Notulen raadsvergadering d.d. 28 september 2006. De VOORZITTER: Daar zijn geen opmerkingen over ontvangen heb ik begrepen. U bent allen akkoord daarmee? Dat is het geval. Dan zijn de notulen vastgesteld.
5.
Besluitenlijst van de vergadering van 27 september 2006 en 28 september 2006. De VOORZITTER: We kunnen wel de besluitenlijst vaststellen van de vergadering van 27 september en 28 september. De besluiten waren hoorbaar dus die besluitenlijst deugt, zou ik willen zeggen. Gaat u akkoord met de besluitenlijsten?
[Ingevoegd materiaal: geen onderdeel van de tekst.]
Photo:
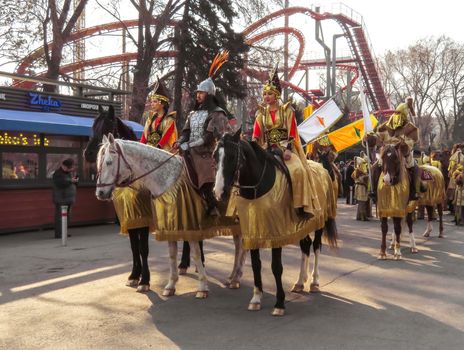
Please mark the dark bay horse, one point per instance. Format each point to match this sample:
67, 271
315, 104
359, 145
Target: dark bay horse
255, 171
107, 122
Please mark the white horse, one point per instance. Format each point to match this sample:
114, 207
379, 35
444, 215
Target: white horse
123, 163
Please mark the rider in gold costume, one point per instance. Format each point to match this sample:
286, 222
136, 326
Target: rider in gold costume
275, 130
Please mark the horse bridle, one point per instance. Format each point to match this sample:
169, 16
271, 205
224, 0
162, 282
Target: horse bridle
118, 173
236, 173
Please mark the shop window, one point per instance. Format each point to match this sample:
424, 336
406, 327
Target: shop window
54, 162
20, 166
63, 141
19, 138
90, 171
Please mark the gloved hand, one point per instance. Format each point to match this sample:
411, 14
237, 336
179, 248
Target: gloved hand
184, 146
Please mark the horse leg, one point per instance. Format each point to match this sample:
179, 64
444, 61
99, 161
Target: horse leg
305, 247
440, 218
185, 259
233, 281
134, 277
170, 288
202, 291
255, 302
277, 269
383, 246
144, 284
397, 228
429, 228
314, 286
412, 239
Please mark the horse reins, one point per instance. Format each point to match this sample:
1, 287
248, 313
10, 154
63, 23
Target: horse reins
131, 181
236, 174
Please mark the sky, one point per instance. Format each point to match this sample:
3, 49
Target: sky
395, 24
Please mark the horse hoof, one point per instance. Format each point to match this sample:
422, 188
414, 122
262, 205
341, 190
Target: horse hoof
298, 288
254, 306
132, 283
234, 285
143, 288
278, 312
201, 294
314, 288
169, 292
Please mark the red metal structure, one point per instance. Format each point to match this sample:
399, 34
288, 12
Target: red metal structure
362, 62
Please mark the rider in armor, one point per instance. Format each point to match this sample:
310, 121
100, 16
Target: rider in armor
197, 142
160, 128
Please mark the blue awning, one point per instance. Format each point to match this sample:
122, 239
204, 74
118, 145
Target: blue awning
52, 123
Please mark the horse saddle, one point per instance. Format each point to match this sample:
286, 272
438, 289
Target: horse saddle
426, 175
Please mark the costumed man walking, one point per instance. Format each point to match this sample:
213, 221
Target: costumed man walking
197, 142
275, 130
398, 130
360, 176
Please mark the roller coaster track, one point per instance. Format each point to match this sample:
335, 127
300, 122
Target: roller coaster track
353, 30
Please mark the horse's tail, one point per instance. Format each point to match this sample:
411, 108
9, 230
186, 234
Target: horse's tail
331, 232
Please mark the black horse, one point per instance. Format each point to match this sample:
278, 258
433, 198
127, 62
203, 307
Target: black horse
107, 122
254, 169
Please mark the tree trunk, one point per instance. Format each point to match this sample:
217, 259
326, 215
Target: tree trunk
180, 66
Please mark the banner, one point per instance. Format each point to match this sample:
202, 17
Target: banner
347, 136
320, 121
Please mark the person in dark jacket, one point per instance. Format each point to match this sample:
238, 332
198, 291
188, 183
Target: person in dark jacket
64, 191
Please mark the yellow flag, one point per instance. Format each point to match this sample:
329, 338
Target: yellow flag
347, 136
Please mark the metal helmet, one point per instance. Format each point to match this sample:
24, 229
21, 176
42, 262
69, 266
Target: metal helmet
207, 86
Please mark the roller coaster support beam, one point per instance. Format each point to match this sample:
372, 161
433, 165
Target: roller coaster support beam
320, 40
334, 61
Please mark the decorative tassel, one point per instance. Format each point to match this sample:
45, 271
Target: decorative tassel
218, 61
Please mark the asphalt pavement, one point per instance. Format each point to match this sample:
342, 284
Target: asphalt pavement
74, 297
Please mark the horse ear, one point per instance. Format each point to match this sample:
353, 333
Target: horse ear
237, 135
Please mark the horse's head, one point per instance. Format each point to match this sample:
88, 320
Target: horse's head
106, 122
391, 164
112, 167
226, 155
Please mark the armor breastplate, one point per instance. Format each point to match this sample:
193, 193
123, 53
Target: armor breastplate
197, 123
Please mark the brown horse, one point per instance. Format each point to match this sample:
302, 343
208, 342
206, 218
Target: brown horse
392, 185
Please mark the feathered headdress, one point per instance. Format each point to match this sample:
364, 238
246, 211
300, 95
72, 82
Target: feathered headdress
208, 84
159, 93
273, 83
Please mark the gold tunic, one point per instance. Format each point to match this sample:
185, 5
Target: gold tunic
133, 208
180, 214
277, 133
392, 201
435, 188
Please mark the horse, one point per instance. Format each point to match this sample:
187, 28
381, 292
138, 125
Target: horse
107, 122
255, 172
392, 195
121, 163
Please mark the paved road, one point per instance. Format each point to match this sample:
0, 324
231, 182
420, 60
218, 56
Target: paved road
73, 297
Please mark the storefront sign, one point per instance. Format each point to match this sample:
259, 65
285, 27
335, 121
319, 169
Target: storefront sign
93, 107
44, 102
19, 139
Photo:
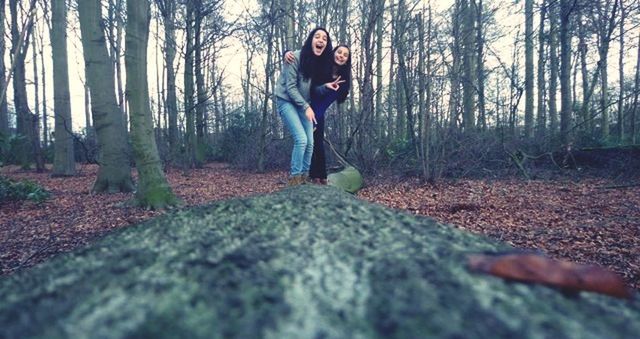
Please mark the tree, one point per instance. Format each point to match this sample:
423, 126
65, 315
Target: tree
542, 113
168, 11
528, 77
153, 190
468, 64
566, 7
114, 174
554, 62
27, 122
64, 159
620, 130
4, 114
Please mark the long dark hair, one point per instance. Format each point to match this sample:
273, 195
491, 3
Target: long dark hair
310, 64
344, 72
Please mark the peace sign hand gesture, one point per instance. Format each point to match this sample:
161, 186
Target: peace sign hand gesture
335, 85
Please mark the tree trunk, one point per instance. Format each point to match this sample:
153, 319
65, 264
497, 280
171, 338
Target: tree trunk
566, 7
582, 47
391, 94
189, 107
45, 115
542, 113
379, 61
553, 67
201, 94
480, 64
153, 190
172, 98
634, 110
468, 85
262, 137
64, 159
114, 174
25, 120
620, 129
528, 78
4, 113
455, 72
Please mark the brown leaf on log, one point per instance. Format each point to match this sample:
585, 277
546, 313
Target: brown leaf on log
568, 276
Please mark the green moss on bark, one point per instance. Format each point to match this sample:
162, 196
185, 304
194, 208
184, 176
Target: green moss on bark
305, 262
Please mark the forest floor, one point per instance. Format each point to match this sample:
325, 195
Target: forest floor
589, 220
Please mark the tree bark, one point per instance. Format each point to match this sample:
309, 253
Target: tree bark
566, 7
114, 174
553, 67
189, 107
168, 13
620, 129
153, 190
468, 84
542, 112
201, 94
480, 64
582, 47
528, 78
26, 121
634, 110
64, 159
4, 113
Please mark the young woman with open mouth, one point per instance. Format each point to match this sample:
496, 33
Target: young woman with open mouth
332, 84
293, 97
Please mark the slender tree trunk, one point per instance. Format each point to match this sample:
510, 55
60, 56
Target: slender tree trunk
153, 190
37, 146
189, 107
620, 130
634, 110
118, 64
201, 94
468, 85
262, 141
480, 64
114, 174
4, 113
528, 78
172, 98
542, 113
553, 67
64, 159
582, 47
87, 107
455, 74
25, 120
45, 116
379, 61
36, 77
565, 70
391, 93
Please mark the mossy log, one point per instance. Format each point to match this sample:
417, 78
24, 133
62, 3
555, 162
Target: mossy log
306, 262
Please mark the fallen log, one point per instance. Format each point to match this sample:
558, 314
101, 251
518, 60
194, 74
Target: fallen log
306, 262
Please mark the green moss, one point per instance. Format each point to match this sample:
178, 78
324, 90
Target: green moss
302, 263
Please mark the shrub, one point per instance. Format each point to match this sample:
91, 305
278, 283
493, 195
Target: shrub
11, 190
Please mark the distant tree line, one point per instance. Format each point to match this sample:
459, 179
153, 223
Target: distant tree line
433, 92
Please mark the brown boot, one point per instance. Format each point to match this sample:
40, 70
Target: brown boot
295, 180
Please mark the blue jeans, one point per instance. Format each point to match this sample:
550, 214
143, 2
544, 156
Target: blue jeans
302, 131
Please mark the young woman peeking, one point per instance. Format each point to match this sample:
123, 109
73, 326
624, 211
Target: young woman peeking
333, 83
293, 99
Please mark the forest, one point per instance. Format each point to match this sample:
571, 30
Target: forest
513, 119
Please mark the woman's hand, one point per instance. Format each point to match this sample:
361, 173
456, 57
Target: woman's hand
311, 116
334, 85
289, 58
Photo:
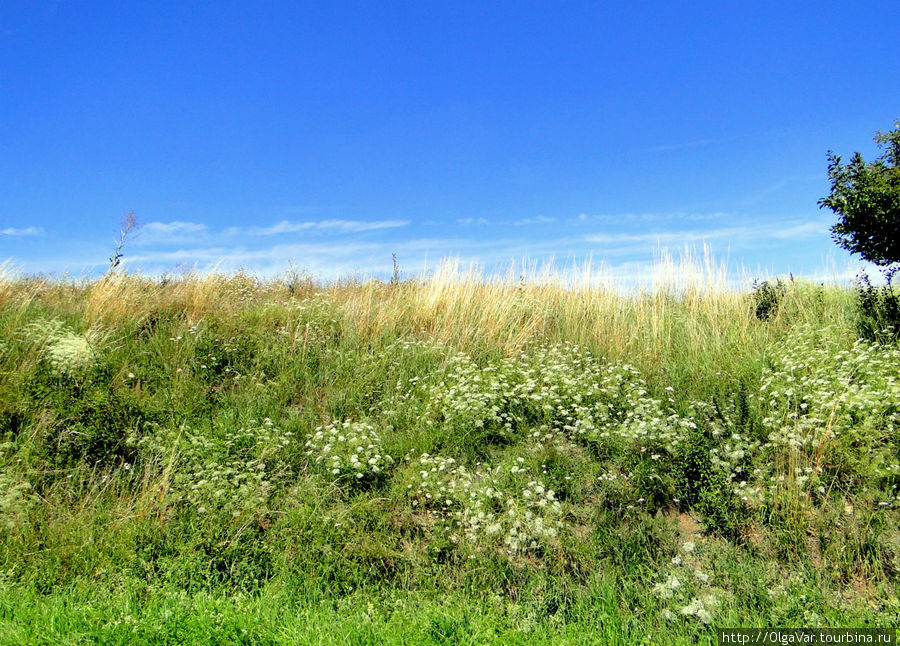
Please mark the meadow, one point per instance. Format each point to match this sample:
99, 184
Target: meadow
446, 460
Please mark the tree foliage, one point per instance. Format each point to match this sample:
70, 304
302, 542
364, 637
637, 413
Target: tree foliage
866, 198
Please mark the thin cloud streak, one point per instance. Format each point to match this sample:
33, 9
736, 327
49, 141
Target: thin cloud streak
27, 231
342, 226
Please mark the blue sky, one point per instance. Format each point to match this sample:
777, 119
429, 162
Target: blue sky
330, 135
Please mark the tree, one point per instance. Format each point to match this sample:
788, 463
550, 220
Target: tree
866, 198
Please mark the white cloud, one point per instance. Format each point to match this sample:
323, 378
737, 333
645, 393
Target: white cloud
341, 226
642, 218
768, 231
27, 231
538, 219
169, 232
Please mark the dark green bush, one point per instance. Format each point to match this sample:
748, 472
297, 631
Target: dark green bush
878, 309
767, 297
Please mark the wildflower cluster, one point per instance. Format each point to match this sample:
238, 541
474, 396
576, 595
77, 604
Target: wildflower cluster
15, 500
562, 386
686, 588
233, 473
68, 353
349, 451
830, 411
504, 507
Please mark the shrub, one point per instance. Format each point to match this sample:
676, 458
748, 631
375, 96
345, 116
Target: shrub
767, 297
878, 309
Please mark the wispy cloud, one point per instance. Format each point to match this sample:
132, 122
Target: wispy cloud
169, 232
538, 219
27, 231
629, 218
770, 231
341, 226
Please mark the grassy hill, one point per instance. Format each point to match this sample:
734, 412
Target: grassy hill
452, 460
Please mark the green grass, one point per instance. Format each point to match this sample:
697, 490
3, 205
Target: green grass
226, 460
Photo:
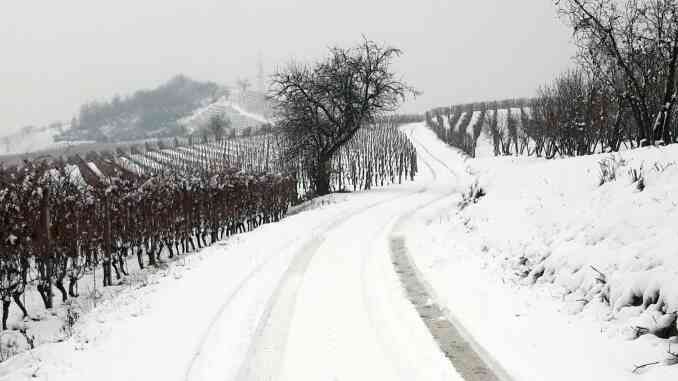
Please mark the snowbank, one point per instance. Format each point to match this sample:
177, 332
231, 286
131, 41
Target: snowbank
561, 267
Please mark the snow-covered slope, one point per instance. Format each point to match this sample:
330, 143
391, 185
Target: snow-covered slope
33, 139
239, 117
558, 276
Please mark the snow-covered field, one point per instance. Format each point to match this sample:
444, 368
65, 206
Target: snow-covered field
316, 297
530, 268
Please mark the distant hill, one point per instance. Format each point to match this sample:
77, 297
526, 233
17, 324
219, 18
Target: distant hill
178, 107
145, 114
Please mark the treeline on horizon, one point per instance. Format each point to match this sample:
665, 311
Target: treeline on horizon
146, 113
621, 91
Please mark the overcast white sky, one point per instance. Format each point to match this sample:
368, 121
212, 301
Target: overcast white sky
55, 55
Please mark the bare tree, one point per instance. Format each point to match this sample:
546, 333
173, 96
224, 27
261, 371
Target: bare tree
633, 48
321, 106
218, 125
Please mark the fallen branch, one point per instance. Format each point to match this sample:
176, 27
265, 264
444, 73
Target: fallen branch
638, 367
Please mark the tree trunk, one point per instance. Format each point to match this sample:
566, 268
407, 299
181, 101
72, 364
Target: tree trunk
322, 178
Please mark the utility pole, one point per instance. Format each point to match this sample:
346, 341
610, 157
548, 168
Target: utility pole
260, 74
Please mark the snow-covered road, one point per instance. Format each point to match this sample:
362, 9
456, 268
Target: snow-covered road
314, 297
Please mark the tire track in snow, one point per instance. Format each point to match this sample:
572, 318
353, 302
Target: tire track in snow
268, 345
468, 357
188, 374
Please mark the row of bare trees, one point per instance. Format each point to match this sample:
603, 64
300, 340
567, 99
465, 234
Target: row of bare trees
377, 155
62, 219
622, 92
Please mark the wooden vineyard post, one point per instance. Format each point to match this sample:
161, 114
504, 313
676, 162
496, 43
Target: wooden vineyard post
107, 243
46, 261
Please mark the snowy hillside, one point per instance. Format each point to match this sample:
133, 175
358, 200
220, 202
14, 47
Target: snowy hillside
34, 139
563, 260
238, 116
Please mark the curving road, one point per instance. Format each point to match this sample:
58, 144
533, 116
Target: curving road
339, 310
327, 294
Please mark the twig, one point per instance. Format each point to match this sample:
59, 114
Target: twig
638, 367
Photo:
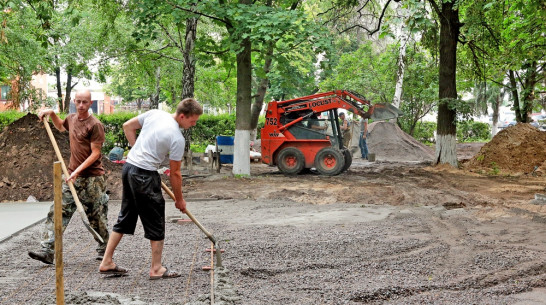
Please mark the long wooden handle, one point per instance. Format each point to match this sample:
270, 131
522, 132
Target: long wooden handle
210, 237
171, 194
70, 184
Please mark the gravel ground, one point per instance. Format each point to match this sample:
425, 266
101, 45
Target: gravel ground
285, 251
294, 253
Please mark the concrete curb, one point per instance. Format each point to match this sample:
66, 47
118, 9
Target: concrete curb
19, 231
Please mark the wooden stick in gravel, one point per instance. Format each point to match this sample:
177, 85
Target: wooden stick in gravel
70, 184
198, 224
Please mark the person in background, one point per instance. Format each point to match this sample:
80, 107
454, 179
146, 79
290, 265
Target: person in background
345, 129
142, 197
86, 134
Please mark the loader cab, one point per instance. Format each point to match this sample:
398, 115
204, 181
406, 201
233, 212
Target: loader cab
324, 126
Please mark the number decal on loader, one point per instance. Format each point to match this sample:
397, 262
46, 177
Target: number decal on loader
271, 121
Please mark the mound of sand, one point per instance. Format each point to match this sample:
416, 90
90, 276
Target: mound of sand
26, 165
390, 143
517, 149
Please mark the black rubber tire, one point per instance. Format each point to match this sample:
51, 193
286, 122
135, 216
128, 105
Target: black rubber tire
329, 161
290, 161
348, 159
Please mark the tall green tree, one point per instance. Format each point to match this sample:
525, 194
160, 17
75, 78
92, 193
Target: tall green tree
21, 53
505, 45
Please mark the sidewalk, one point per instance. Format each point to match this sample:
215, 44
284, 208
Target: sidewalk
17, 216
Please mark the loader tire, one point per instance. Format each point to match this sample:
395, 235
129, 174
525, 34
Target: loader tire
290, 161
348, 159
329, 161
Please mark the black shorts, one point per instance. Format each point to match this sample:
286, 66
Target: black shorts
142, 197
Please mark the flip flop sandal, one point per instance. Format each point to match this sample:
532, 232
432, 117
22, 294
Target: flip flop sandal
166, 275
117, 270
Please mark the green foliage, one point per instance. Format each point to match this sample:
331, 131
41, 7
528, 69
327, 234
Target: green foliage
368, 70
113, 127
470, 131
423, 132
210, 126
8, 117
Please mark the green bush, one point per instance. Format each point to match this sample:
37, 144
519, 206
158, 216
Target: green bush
203, 134
424, 132
113, 127
470, 131
10, 116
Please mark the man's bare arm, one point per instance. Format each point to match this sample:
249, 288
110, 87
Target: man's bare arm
176, 185
95, 154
Dat is het geval.
6.
Mutatie in bemensing presidium en benoeming lid van de commissie voor selectie van de leden van de gezamenlijke rekenkamercommissie. Nr. GRIF/06/022 De VOORZITTER: Ten aanzien van de rekenkamercommissie hebben wij dit gisteren in het presidium even voorbesproken en we kwamen daar tot de consensus om de heer Wijten voor te dragen voor benoeming als lid van de commissie voor selectie van de gezamenlijke rekenkamercommissie. Kunt u daar alleen mee instemmen? Dat is het geval en is daartoe besloten. Verder ook akkoord? Dat is het geval. A-stukken.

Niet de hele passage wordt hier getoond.